Even our families, says Jesus, can become a problem if we treat them as things to possess and control, or allow them to treat us that way.  Families can be wonderful. They can give us safe space to grow into the people God wants us to be, but if we place all our hope and security in them, if we try to be everything to them and expect them to be everything to us, to meet all our needs, we set ourselves up for failure and heartache.
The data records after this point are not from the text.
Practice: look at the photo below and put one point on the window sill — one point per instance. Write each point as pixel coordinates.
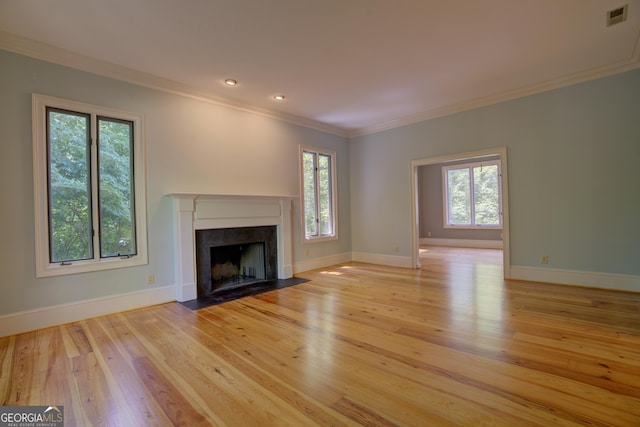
(77, 267)
(320, 239)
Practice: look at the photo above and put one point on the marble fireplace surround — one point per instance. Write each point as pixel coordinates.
(213, 211)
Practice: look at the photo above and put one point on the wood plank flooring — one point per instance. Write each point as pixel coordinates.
(451, 344)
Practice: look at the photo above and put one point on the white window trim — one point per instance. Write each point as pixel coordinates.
(44, 268)
(445, 196)
(334, 194)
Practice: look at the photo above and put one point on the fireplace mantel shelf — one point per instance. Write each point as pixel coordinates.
(196, 211)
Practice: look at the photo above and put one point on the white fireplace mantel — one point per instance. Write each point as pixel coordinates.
(210, 211)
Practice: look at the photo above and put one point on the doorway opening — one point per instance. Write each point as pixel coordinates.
(497, 153)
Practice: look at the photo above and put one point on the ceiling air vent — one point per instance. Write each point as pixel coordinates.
(617, 16)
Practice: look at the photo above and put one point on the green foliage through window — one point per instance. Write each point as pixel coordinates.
(318, 195)
(83, 202)
(472, 194)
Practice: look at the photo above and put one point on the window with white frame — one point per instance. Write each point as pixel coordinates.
(89, 187)
(318, 193)
(472, 195)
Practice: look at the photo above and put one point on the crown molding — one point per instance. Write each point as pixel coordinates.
(42, 51)
(632, 62)
(31, 48)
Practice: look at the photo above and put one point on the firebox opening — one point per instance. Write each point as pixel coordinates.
(234, 266)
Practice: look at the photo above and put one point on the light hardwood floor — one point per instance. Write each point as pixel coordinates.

The second reading we heard today – the whole of the very short letter of Paul to Philemon – underlines that danger. Paul’s in prison, but he’s not alone there. Onesimus, a slave belonging to Philemon, is with him, not as a prisoner but as a helper to him. We don’t know why Onesimus is with Paul. He might have run away from Philemon, or been sent away by him to serve Paul, but in the course of his time with him, he has become a Christian. Now Paul is sending him home, but he’s hoping that Philemon will be able to see Onesimus not as his possession, but as his “beloved brother”, taking him back as a sibling, not a slave. He’s calling for a radical rethinking of the relationships in this, typical, slave-owning, household . The early Christian communities were called to be places of equality and freedom, where there was supposed to be neither Greek nor Jew, male and female, slave and free. In a society where everyone in a household was “owned” in some sense by the paterfamilias, the head of the household – they even had the right to kill them - that was a radical idea. People weren’t to be treated as possessions, simply there to meet a need or fit into a predetermined slot in the household.

Christians struggled with it then, and they still struggle with it now. We still feel we are entitled to tell others what they can and can’t do, and get upset if they won’t conform. Paul challenges us, like Philemon, to think again.     

When Jesus tells us to give up our possessions – whether things or people - it’s not just a spot of de-cluttering he has in mind; it’s the attitude of possessiveness he wants us to lose.  He knows that it’s only when we stop looking at things - or people - as possessions, that we can start seeing them as the gifts they really are, gifts to celebrate and give thanks for, not security blankets to cling anxiously to for fear of being left with nothing.